May 09, 2000|MARCY GORDON | ASSOCIATED PRESS

WASHINGTON — The Clinton administration is proposing a $30-million plan to help millions of low-income people open low-cost, basic bank accounts, Treasury Secretary Lawrence Summers said Monday.

An estimated 10% of U.S. households, or about 10 million families, do not have bank accounts, in part because of rising bank and ATM fees, the closing of bank branches in poor city neighborhoods and rural towns, and distrust of banks in general. Those without bank accounts are predominantly poor and minority and often elderly or disabled, according to government officials.

The administration has expressed concern about this "unbanked" population for some time, saying they often fall prey to storefront check-cashing services that charge excessive fees.

The so-called First Accounts plan will be proposed to Congress this week, Summers said in a speech to the Consumer Bankers Assn., an industry group. It would provide subsidies such as tax incentives to banks, thrifts and credit unions to offer low-cost, "no-frills" checking accounts for lower-income people.

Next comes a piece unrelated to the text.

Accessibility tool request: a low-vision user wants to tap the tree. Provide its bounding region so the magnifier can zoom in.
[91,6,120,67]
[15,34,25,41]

Banks also would get subsidies for expanding automated teller machines in poorer neighborhoods, a service that banks have complained is too expensive, and Internet banking for lower-income people.

The proposal also includes a public education campaign for financial literacy in poorer communities.

During congressional debate last year on major banking legislation, some liberal Democrats, led by Rep. Maxine Waters (D-Los Angeles), pushed for an amendment that would have required banks to offer low-cost accounts for low-income people.

The Clinton proposal, by contrast, wouldn't require banks to offer the accounts but would give them a financial incentive to do so. It may have stronger prospects for passage.

Frank Torres, legislative counsel for Consumers Union, said his group supports the Clinton proposal, but added: "It's a shame that we actually have to pay the banks to do this."